But when this next wrestling season starts in late fall, the uncomfortable, oft-mocked singlet will be somewhat a thing of the past. Back in May, the National Federation of State High School Associations — the national governing body that suggests rules that the NHIAA more often than not adopts — approved a rule change which would allow wrestlers to wear “an alternate two-piece uniform consisting of compression shorts or shorts designed for wrestling and a form-fitted compression shirt.”

Compression technology has advanced far enough that shirts and shorts no longer need be so loose that they could cause injury. UFC fighters wear a similar getup in their competition, and it was only a matter of time before high school wrestling followed suit.

It’s a move that both Ewing and Curran think could open the door for more and more kids to try wrestling.

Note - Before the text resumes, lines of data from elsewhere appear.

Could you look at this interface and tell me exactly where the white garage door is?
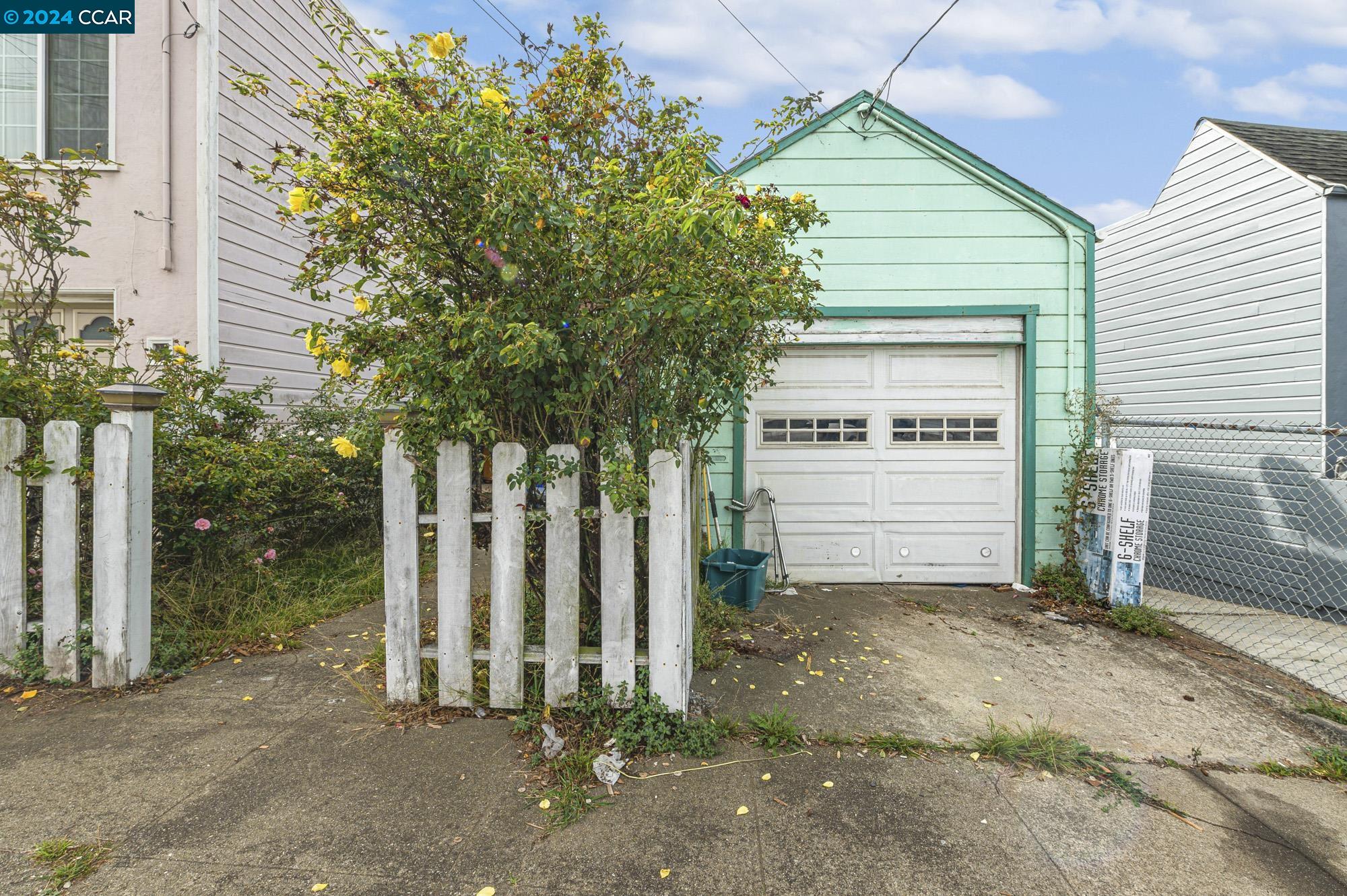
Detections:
[745,346,1020,582]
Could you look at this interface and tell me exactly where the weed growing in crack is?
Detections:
[1109,604,1175,637]
[1254,747,1347,783]
[1297,697,1347,725]
[970,720,1158,811]
[28,837,112,896]
[749,703,803,753]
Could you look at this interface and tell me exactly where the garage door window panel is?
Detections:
[889,415,1001,447]
[758,415,870,447]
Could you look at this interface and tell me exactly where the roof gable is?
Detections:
[1199,117,1347,184]
[729,90,1094,233]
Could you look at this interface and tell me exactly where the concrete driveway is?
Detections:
[0,588,1347,896]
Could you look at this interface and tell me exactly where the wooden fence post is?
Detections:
[93,423,132,687]
[94,384,166,679]
[0,417,28,659]
[649,449,691,713]
[383,429,420,702]
[435,442,473,706]
[598,446,636,706]
[543,446,581,706]
[42,420,79,681]
[489,442,528,709]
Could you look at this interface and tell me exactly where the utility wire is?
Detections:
[473,0,523,40]
[717,0,814,94]
[874,0,959,102]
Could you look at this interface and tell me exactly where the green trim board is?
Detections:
[1068,232,1095,393]
[729,90,1094,234]
[730,306,1039,585]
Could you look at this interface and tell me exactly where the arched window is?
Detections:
[79,315,112,342]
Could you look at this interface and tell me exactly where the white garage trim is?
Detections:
[731,306,1039,582]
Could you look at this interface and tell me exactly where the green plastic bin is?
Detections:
[702,547,772,612]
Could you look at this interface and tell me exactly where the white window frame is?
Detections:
[756,411,874,448]
[7,288,117,340]
[11,34,119,164]
[885,411,1005,448]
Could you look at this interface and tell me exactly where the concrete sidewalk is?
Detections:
[0,588,1347,896]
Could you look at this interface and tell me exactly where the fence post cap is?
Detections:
[97,382,168,411]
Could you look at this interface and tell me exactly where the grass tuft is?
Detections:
[28,837,112,896]
[1297,697,1347,725]
[152,537,384,675]
[749,703,803,753]
[970,720,1153,811]
[1109,604,1175,637]
[1254,747,1347,783]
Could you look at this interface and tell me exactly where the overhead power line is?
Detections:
[715,0,812,94]
[874,0,959,101]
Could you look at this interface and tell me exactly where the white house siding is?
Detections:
[218,0,364,405]
[1095,123,1323,424]
[1096,123,1347,615]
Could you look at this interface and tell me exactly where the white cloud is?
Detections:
[889,66,1057,118]
[1181,62,1347,121]
[1075,199,1148,228]
[1181,66,1220,100]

“At the end of the day, the more wrestlers we get the better,” Curran said. “I don’t care what we’re wearing.” Curran said he’d start the season in the shirt and shorts, as to not separate himself from the team, but likely switch back to the singlet if the team approves.

Ewing said he hopes the move will lead to bigger middle and high school teams around the country — something that would do wonders for the self-esteem of a generation of kids.

“I truly believe with every ounce of my soul that wrestling is good for young boys and girls,” Ewing said. “It is the truest sport. It’s more honest than other sports. There’s no fame, fortune, glory, none of that exists. It’s just you against yourself. You go out and compete against other people, but if you’re national champ or barely go .500, the only person that really matters to you is you. There’s a segment of the population where wrestling can positively affect your life, if you get rid of singlets, so those kids can have the gumption, or remove one more block of their buddies making fun of them for wearing a singlet, and they already might be insecure ... let’s let them get the positive aspect of the sport. I’m all for it.”